Apesar do destaque que deve ser dado ao conteúdo local das instituições informais, não
se pode deixar ainda de ressaltar a importância das instituições formais, como o sistema legal e o
arcabouço institucional de incentivos à atividade produtiva. Todavia, ao contrário das
instituições informais, que emanam das especificidades do ambiente local, as instituições formais
são geralmente definidas no âmbito nacional, o que revela a importância dos efeitos das
políticas, macroeconômica e industrial, definidas de forma centralizada para a definição e
manutenção das vantagens competitivas dos produtores localizados.
A experiência brasileira de alguns dos segmentos do complexo eletrônico no Brasil
denota justamente esse processo, já que a formação e o desenvolvimento desses setores na
economia brasileira estiveram historicamente associados à existência de um forte e extenso
arcabouço institucional de incentivos, que foi definido de forma centralizada pelo governo
federal. Esse fato revela que a dimensão nacional, em especial no que tange à construção de um
arcabouço institucional de incentivos à atividade produtiva, também exerce papel importante
para a construção da competitividade dos arranjos locais.

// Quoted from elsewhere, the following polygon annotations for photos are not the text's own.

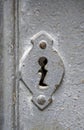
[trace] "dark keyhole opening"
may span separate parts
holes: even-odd
[[[40,57],[38,60],[39,65],[41,66],[40,70],[38,72],[41,72],[41,79],[39,81],[40,86],[48,86],[46,83],[44,83],[45,76],[47,74],[47,70],[45,69],[45,65],[48,63],[48,60],[46,57]]]

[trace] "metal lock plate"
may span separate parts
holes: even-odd
[[[53,49],[53,38],[44,31],[31,39],[33,47],[26,51],[20,63],[21,80],[33,95],[33,103],[43,110],[52,102],[52,95],[60,85],[64,65]]]

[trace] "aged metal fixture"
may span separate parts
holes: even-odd
[[[52,94],[62,81],[64,65],[48,33],[37,33],[31,42],[32,49],[21,60],[21,80],[31,91],[33,103],[43,110],[52,102]]]

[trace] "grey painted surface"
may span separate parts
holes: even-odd
[[[0,130],[3,127],[3,4],[0,0]]]
[[[20,130],[55,130],[57,122],[67,130],[84,130],[84,1],[20,0],[20,59],[31,47],[30,38],[41,30],[55,39],[65,76],[53,103],[44,111],[32,104],[31,93],[20,82]]]
[[[3,125],[3,130],[84,130],[84,0],[4,0],[3,9],[0,129]],[[20,60],[31,48],[30,38],[42,30],[55,39],[54,48],[65,67],[53,103],[44,111],[31,102],[32,94],[25,85],[21,81],[18,84]]]

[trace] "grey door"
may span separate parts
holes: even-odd
[[[0,1],[0,59],[0,130],[84,130],[83,0]]]

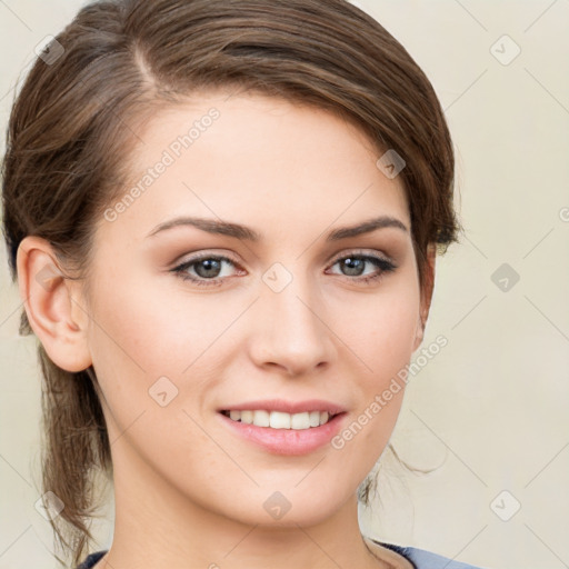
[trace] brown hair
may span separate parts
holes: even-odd
[[[3,223],[12,278],[26,236],[89,282],[97,220],[123,192],[133,129],[157,106],[214,88],[325,108],[395,150],[423,282],[427,246],[458,241],[452,143],[436,93],[405,48],[345,0],[109,0],[80,10],[38,59],[9,122]],[[61,51],[61,49],[59,49]],[[51,50],[51,53],[57,53]],[[31,333],[22,311],[20,333]],[[64,503],[52,526],[77,565],[92,540],[93,476],[112,470],[92,368],[69,372],[41,343],[42,488]],[[367,502],[370,481],[360,499]]]

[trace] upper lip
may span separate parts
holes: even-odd
[[[328,411],[330,415],[346,412],[346,409],[331,401],[323,399],[309,399],[306,401],[286,401],[283,399],[264,399],[257,401],[243,401],[242,403],[230,405],[219,409],[219,411],[243,411],[243,410],[267,410],[280,411],[284,413],[303,413],[309,411]]]

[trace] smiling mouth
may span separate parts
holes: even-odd
[[[281,411],[259,410],[231,410],[221,411],[232,421],[253,425],[256,427],[269,427],[272,429],[307,430],[321,427],[337,415],[328,411],[306,411],[301,413],[286,413]]]

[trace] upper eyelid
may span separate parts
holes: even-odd
[[[216,258],[216,259],[219,259],[221,261],[229,261],[230,263],[232,263],[233,266],[236,266],[237,268],[241,268],[242,269],[242,264],[233,259],[231,256],[227,254],[227,253],[217,253],[217,252],[196,252],[194,253],[196,256],[194,257],[190,257],[186,260],[182,260],[182,261],[177,261],[174,263],[174,268],[176,267],[180,267],[180,266],[184,266],[184,264],[193,264],[193,263],[198,263],[200,262],[201,260],[204,260],[204,259],[211,259],[211,258]],[[340,253],[337,253],[335,256],[331,257],[331,259],[329,261],[327,261],[327,267],[328,266],[333,266],[336,264],[338,261],[342,260],[342,259],[346,259],[347,257],[350,257],[350,256],[353,256],[353,257],[372,257],[372,258],[379,258],[386,262],[389,262],[391,264],[393,264],[395,267],[397,267],[395,260],[386,254],[386,253],[382,253],[382,252],[379,252],[379,251],[369,251],[369,250],[365,250],[365,249],[358,249],[358,248],[355,248],[355,249],[351,249],[351,250],[348,250],[348,251],[345,251],[345,252],[340,252]]]

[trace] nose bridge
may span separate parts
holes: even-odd
[[[259,362],[277,363],[298,373],[330,361],[333,342],[325,325],[323,305],[317,300],[317,283],[302,263],[288,268],[277,262],[263,273],[262,281],[258,310],[264,317],[256,336]]]

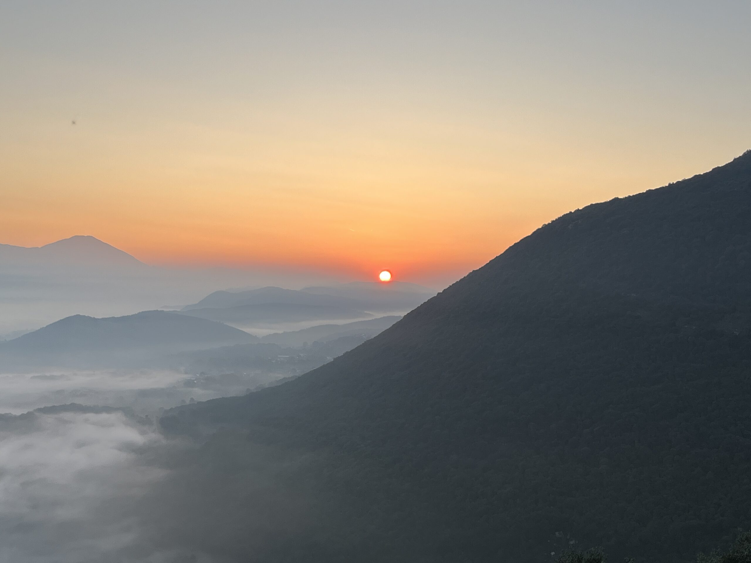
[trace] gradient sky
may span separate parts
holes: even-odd
[[[747,0],[0,0],[0,242],[440,285],[751,147],[749,24]]]

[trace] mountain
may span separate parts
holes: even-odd
[[[230,309],[253,305],[285,303],[312,306],[334,306],[354,308],[354,301],[330,295],[312,295],[282,288],[259,288],[244,291],[215,291],[193,305],[186,305],[183,311],[201,309]]]
[[[354,282],[303,290],[260,288],[240,291],[215,291],[182,311],[198,309],[229,309],[252,305],[287,303],[315,306],[344,307],[368,312],[406,312],[436,294],[421,285],[402,282],[388,284]]]
[[[143,267],[146,265],[93,236],[77,236],[44,246],[0,245],[0,264],[5,267]]]
[[[262,342],[273,342],[281,346],[302,346],[305,342],[327,342],[345,336],[363,336],[372,338],[376,334],[383,332],[393,325],[401,317],[391,315],[368,319],[367,321],[356,321],[354,323],[344,324],[319,324],[315,327],[291,330],[285,333],[275,333],[262,336]]]
[[[194,309],[180,315],[246,326],[274,326],[285,323],[350,320],[372,317],[370,313],[333,305],[260,303],[221,309]]]
[[[379,312],[406,312],[436,294],[429,288],[405,282],[354,282],[334,286],[305,288],[302,291],[349,300],[365,311]]]
[[[0,343],[0,368],[117,366],[255,340],[221,323],[163,311],[107,318],[77,315]]]
[[[751,152],[544,225],[292,381],[170,411],[207,441],[144,518],[230,561],[693,560],[751,524],[749,351]]]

Dois exemplos parecem corroborar a importância dos efeitos do arcabouço institucional
de incentivos no âmbito federal sobre a dinâmica e a competitividade de sistemas produtivos
localizados da indústria eletrônica brasileira. Na verdade, esses dois casos mostram que políticas
industriais de caráter localizado podem ter seus efeitos neutralizados se não estiverem
sustentadas e apoiadas em instrumentos de políticas centralizadas no âmbito federal.
O primeiro caso é o da Zona Franca de Manaus, que concentra parte importante das
empresas que atuam no setor de eletrônica de consumo no Brasil. A concentração geográfica e
setorial de produtores exerce alguns efeitos importantes no que se refere às interações que
ocorrem entre os agentes
34. Todavia, o principal elemento que define a vantagem competitiva das
empresas da região, e justifica as decisões de localização de suas plantas, é a possibilidade de
gozar de benefícios fiscais, representados até recentemente pela Lei no. 8248/91, conhecida
como Lei da Informática. Assim, eventuais benefícios associados à concentração geográfica e
setorial das empresas têm claramente papel secundário (Baptista, 1993; Andrade, 1999).
34 Como observou Andrade (1999), na Zona Franca de Manaus verifica-se uma extensa “rede” de relações informais
entre os agentes, já que os principais executivos e engenheiros das empresas locais encontram-se freqüentemente até em ocasiões sociais, o que faz com que seja estabelecida uma certa relação de confiança entre eles, que se estende para o âmbito das empresas.